Sunday, February 12, 2012

Tetris Tragedy 2/3

A short story cont'd:

My friends were sick people. They were the kind of people who seemed to keep me around because they had no moral compasses of their own. They were the jerks that put roofies in people’s drinks. To my knowledge they never actually brought anyone home. They dropped ketamine or ghb or whatever screwed up club drug they could think of into the punch because they thought it made the night more fun. No one takes off their top and does keg stands after one beer. And that was their fun. A good night was the one they couldn’t remember; a bad one was where they spent the next day hungover and embarrassed at their pathetic lives.

And I lived with them. The place was a dump. There was absolutely no reason to clean the place. New dirt replaced old dirt. The shower drain was clogged with what I hoped was human hair and just snot.

And my girlfriend. She was a masochist. Not in the fun way where someone gets sexual release.

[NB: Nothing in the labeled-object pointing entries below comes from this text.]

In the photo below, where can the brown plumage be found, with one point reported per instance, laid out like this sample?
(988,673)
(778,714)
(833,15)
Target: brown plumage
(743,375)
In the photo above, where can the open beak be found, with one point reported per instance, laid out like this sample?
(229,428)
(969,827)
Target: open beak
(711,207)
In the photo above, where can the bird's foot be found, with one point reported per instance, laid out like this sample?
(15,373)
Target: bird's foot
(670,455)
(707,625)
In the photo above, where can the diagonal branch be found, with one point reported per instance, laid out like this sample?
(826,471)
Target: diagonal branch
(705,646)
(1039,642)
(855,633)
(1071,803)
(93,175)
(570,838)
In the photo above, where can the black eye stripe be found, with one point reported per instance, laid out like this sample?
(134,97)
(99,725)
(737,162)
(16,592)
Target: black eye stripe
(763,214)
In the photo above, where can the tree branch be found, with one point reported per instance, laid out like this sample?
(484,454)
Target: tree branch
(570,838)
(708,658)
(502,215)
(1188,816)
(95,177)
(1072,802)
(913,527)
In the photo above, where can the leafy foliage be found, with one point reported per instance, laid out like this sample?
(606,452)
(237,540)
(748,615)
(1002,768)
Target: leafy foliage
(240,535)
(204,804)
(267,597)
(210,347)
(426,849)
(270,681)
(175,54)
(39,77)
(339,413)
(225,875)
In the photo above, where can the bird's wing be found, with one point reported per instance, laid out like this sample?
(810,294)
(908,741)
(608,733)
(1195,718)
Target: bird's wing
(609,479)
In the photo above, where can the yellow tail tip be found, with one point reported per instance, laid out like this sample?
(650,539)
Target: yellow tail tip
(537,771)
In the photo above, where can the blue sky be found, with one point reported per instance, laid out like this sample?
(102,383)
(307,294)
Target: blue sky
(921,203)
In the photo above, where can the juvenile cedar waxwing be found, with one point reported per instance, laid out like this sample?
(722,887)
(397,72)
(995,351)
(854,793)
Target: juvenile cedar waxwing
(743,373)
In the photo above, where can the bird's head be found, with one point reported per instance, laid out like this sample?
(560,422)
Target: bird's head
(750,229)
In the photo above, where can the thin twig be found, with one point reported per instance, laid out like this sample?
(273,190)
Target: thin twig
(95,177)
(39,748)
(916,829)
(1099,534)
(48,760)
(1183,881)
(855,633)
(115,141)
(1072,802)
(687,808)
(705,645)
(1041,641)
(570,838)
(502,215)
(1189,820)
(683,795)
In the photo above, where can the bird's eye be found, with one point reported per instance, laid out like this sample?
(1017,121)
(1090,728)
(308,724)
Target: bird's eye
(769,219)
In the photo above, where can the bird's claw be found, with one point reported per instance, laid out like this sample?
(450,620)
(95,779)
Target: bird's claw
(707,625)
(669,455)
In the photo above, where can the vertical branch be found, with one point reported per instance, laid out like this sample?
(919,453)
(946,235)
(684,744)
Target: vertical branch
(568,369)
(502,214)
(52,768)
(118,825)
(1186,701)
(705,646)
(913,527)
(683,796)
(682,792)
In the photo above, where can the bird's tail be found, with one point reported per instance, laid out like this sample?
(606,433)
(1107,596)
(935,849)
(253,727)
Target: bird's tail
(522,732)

She was a pent-up prude who had taken all of her frustrations out on her job as a lawyer. I was pretty sure she was sleeping with her boss in order to get ahead; good for her though. It meant that soon I wouldn’t have to pay rent and I would be married to a partner because she was too scared of taking risks to dump me. And I could live with a loveless relationship. Ten years down the line I’d have a Porsche and a big backyard.

Medusa36 took this all in. She fed off my self-loathing and disgust at my life. She always pursued my wildest fantasies. I lived a gluttonous materialistic existence. And she wanted to hear more about what I was. She didn’t just listen. She fueled my rage.

I imagined her taking long drags off her cigarette and typing in the words that got me fired up. “Put LSD in your room mate’s contact solution.” “Leave post-it notes from the boss in her bags.” “Crush aspirin into the cat food.”

I never followed through. I was a sissy. But her words were like honey on a sore throat. Their mere existence was enough. I was never suicidal but it made me feel good that she would love it if I jumped off a high-rise.

And that’s what I was doing when I got the news. I was putting blocks together at a furious pace, chatting about the cat that was scratching at the door. I was taking particular pleasure in leaving a messy diarrhetic bowel movement in my girlfriend’s toilet at the time. It was a post-Indian food trip to the bathroom that had all the hallmarks of something particularly unpleasant to smell and clean. And it was all her job because I never did it right in the first place.